Department of Computer Science and Engineering, University of Notre Dame, Notre Dame, IN, USA.
BMC Genomics. 2010 May 17;11:310. doi: 10.1186/1471-2164-11-310.
Several recent studies have demonstrated the use of Roche 454 sequencing technology for de novo transcriptome analysis. Low error rates and high coverage also allow for effective SNP discovery and genetic diversity estimates. However, genetically diverse datasets, such as those sourced from natural populations, pose challenges for assembly programs and subsequent analysis. Further, estimating the effectiveness of transcript discovery using Roche 454 transcriptome data is still a difficult task.
Using the Roche 454 FLX Titanium platform, we sequenced and assembled larval transcriptomes for two butterfly species: the Propertius duskywing, Erynnis propertius (Lepidoptera: Hesperiidae) and the Anise swallowtail, Papilio zelicaon (Lepidoptera: Papilionidae). The Expressed Sequence Tags (ESTs) generated represent a diverse sample drawn from multiple populations, developmental stages, and stress treatments. Despite this diversity, > 95% of the ESTs assembled into long (> 714 bp on average) and highly covered (> 9.6x on average) contigs. To estimate the effectiveness of transcript discovery, we compared the number of bases in the hit region of unigenes (contigs and singletons) to the length of the best match silkworm (Bombyx mori) protein--this "ortholog hit ratio" gives a close estimate on the amount of the transcript discovered relative to a model lepidopteran genome. For each species, we tested two assembly programs and two parameter sets; although CAP3 is commonly used for such data, the assemblies produced by Celera Assembler with modified parameters were chosen over those produced by CAP3 based on contig and singleton counts as well as ortholog hit ratio analysis. In the final assemblies, 1,413 E. propertius and 1,940 P. zelicaon unigenes had a ratio > 0.8; 2,866 E. propertius and 4,015 P. zelicaon unigenes had a ratio > 0.5.
Ultimately, these assemblies and SNP data will be used to generate microarrays for ecoinformatics examining climate change tolerance of different natural populations.

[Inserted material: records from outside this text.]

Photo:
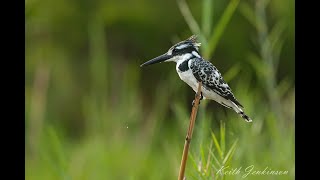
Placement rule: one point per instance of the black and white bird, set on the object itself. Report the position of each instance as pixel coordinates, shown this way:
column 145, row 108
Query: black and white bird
column 192, row 69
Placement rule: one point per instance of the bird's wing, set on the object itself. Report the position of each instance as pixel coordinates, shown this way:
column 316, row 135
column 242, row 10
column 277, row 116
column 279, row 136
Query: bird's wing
column 211, row 78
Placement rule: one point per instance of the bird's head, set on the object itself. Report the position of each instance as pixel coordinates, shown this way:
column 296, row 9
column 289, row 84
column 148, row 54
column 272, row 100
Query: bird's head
column 180, row 51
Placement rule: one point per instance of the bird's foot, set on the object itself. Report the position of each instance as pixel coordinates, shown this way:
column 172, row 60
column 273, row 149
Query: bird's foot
column 201, row 97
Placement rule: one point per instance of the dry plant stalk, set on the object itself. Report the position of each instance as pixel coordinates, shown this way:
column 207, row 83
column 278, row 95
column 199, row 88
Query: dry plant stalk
column 189, row 133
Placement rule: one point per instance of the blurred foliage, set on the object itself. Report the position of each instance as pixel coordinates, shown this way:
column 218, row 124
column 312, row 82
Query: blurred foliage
column 93, row 113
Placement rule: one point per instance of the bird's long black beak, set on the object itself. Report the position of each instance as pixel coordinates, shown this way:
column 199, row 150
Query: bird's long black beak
column 158, row 59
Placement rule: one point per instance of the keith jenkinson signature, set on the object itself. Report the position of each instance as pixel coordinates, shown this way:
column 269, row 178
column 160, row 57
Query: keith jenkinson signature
column 250, row 170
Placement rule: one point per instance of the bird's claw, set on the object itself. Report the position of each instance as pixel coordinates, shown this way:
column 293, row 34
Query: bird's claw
column 201, row 97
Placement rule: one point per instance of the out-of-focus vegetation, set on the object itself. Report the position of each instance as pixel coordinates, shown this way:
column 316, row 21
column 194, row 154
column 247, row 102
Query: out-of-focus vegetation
column 93, row 113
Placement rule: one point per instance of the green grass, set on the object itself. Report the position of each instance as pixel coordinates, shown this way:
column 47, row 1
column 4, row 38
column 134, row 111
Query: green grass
column 93, row 113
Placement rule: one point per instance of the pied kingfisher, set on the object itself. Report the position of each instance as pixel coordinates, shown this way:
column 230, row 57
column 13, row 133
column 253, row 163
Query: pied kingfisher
column 192, row 69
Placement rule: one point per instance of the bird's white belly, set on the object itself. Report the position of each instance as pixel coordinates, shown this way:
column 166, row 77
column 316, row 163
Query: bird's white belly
column 188, row 78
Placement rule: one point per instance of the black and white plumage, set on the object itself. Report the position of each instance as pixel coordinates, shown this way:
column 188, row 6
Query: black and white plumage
column 192, row 69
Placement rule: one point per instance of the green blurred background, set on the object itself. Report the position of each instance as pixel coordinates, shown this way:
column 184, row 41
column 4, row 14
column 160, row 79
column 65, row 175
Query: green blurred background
column 93, row 113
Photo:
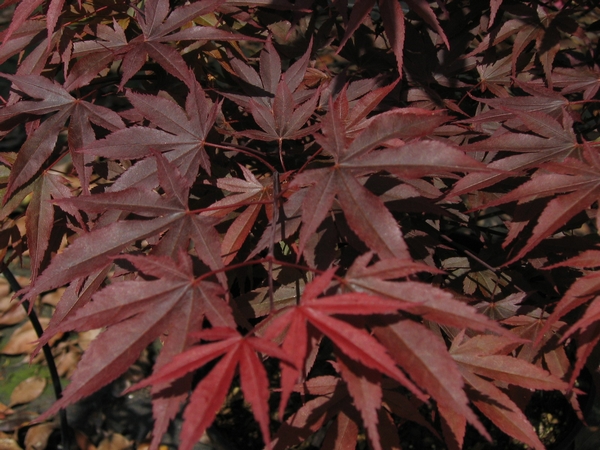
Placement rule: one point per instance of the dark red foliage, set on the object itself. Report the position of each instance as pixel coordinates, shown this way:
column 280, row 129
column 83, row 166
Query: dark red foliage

These studies will benefit from high quality assemblies with few singletons (less than 26% of bases for each assembled transcriptome are present in unassembled singleton ESTs) and effective transcript discovery (over 6,500 of our putative orthologs cover at least 50% of the corresponding model silkworm gene).
最近的几项研究表明,罗氏 454 测序技术可用于从头转录组分析。低错误率和高覆盖率还允许有效地发现 SNP 和遗传多样性估计。然而,遗传多样性数据集,例如源自自然种群的数据集,给组装程序和后续分析带来了挑战。此外,使用罗氏 454 转录组数据估计转录本发现的有效性仍然是一项艰巨的任务。

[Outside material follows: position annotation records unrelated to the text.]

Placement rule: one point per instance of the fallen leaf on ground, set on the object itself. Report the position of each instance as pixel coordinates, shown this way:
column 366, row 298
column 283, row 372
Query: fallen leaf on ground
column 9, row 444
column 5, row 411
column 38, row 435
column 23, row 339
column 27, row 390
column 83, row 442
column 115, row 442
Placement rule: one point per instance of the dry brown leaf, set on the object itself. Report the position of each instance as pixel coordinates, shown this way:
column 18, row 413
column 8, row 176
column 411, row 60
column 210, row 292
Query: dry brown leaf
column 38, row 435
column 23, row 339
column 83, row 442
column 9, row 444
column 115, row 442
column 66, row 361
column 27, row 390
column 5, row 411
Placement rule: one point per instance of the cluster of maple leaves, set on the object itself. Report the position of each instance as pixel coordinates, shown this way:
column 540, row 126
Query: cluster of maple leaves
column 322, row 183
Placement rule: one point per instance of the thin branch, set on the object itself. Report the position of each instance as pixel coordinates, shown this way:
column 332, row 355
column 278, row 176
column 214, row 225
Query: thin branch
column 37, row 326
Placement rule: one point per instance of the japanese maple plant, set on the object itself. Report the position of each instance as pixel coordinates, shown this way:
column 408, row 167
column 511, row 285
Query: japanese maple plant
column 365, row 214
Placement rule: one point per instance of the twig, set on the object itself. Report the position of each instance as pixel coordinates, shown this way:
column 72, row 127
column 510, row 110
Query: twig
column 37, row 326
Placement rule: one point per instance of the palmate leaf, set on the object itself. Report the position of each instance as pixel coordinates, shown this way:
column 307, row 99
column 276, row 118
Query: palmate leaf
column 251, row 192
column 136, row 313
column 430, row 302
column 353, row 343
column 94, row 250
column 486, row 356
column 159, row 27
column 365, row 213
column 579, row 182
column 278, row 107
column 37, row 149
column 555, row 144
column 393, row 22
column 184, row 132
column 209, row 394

我们使用罗氏 454 FLX Titanium 平台对两种蝴蝶物种的幼虫转录组进行了测序和组装:Propertius duskywing,Erynnis propertius(鳞翅目: Hesperiidae)和 Anise swallowtail,Papilio zelicaon(鳞翅目: Papilionidae)。生成的表达序列标签(EST)代表了来自多个种群、发育阶段和应激处理的多种样本。尽管存在这种多样性,但超过 95%的 EST 组装成长度超过 714 bp(平均长度)且高度覆盖(平均覆盖率超过 9.6x)的 contigs。为了估计转录本发现的有效性,我们将 unigenes(contigs 和 singletons)的 hit 区域中的碱基数与最佳匹配家蚕(Bombyx mori)蛋白的长度进行了比较 - 这种“同源 hit 比”可以对相对于模型鳞翅目基因组的转录本发现量进行密切估计。对于每个物种,我们测试了两种组装程序和两种参数集;尽管 CAP3 通常用于此类数据,但基于 contig 和 singleton 计数以及同源 hit 比分析,选择了经过修改参数的 Celera Assembler 生成的组装结果,而不是 CAP3 生成的组装结果。在最终的组装中,1413 个 E. propertius 和 1940 个 P. zelicaon unigenes 的比值> 0.8;2866 个 E. propertius 和 4015 个 P. zelicaon unigenes 的比值> 0.5。
最终,这些组装和 SNP 数据将用于为生态信息学研究生成微阵列,以研究不同自然种群对气候变化的耐受性。这些研究将受益于高质量的组装和较少的 singletons(每个组装转录组中不到 26%的碱基存在于未组装的 singleton EST 中)以及有效的转录本发现(我们的大约 6500 个假定同源物覆盖了至少 50%的对应模型家蚕基因)。